Failure of Virginia State Constitutional Convention to grant women the franchise
Clark discusses the first effort of the Equal Suffrage League's effort to amend the Virginia state constitution to extend suffrage to women. In describing the General Assembly's refusal, Clark talks about how doing so would have given the General Assembly the white electoral majority they wanted. Her comments are revealing of tensions surrounding race and gender in the post-Civil War South.
Citing this Excerpt
Oral History Interview with Adele Clark, February 28, 1964. Interview G-0014-2. Southern Oral History Program Collection (#4007) in the Southern Oral History Program Collection, Southern Historical Collection, Wilson Library, University of North Carolina at Chapel Hill.
Full Text of the Excerpt
It was in the
legislature of 1912 that the resolution to amend the Virginia
Constitution was proposed.
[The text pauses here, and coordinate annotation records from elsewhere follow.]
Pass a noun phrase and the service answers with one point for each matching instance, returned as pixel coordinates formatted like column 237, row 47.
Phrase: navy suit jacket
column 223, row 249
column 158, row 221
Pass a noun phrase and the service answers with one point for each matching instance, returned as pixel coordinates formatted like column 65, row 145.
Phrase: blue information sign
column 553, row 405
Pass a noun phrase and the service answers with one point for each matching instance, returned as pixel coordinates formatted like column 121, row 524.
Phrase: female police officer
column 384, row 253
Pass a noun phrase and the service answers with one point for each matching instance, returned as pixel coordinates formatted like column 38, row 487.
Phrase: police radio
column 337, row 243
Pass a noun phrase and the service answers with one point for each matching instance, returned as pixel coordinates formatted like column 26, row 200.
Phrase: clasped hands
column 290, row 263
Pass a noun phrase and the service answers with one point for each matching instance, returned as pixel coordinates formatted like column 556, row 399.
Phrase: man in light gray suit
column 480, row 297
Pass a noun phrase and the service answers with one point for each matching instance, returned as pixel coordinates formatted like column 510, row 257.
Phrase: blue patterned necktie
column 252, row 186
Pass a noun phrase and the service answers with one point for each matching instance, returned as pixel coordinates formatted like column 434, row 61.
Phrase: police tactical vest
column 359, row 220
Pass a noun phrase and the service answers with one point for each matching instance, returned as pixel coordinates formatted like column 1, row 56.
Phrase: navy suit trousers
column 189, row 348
The Virginia Constitution was at that time
only ten years old, because we are living under a constitution which had
its inception in 1900 and was proclaimed in 1902. If I may run back a
moment, because this is a little informal, when the Constitutional
Convention of 1900-1902 was meeting, Mrs. Carrie Chapman Catt came to
Richmond and spoke before the Privileges and Elections Committee of the
Constitution, urging that woman's suffrage be put in the
Constitution. Mrs. Valentine told me that she had received a letter from
Mrs. Kate Gogan Bruns, of a New Orleans family, who was living in
Charlottesville at the time, and Mrs. Bruns wrote her and asked her to
meet her and Mrs. Catt at the Capitol and to appear before the
Privileges and Elections Committee. It was at that time that Mrs.
Valentine met Mrs. Catt. I have not been able to find any record of it
in the records of the Constitutional Convention, because only floor
action was recorded, and the committee action, if it is on record
anywhere, has never been discovered. It has always
seemed to me such a curious thing that the men of Virginia, as well as
of the South, did not realize that they could have preserved what they
were so anxious to preserve - the white electorate
majority - had they enfranchised the women of the South.
Because the Fourteenth Amendment was not at all concerned with Negro
women voting. The Fourteenth Amendment to the Constitution, which
enfranchised the Negro, enfranchised only the Negro men, disfranchised
all of the white men who had borne arms for the Confederacy. And, as you
know, most of the South was under military district rule for anywhere
from five to ten years, and therefore, had the southern men, when they
began to write new constitutions, enfranchised the women, the federal
government could not have touched the fact that they enfranchised white
women. Because the Fourteenth Amendment didn't say anything
about women, and they could have got a large white majority very easily,
but they never seem to have thought about it. Anyway, the Constitutional
Convention did nothing about the enfranchisement of women, and the
suffrage movement did not begin until 1909.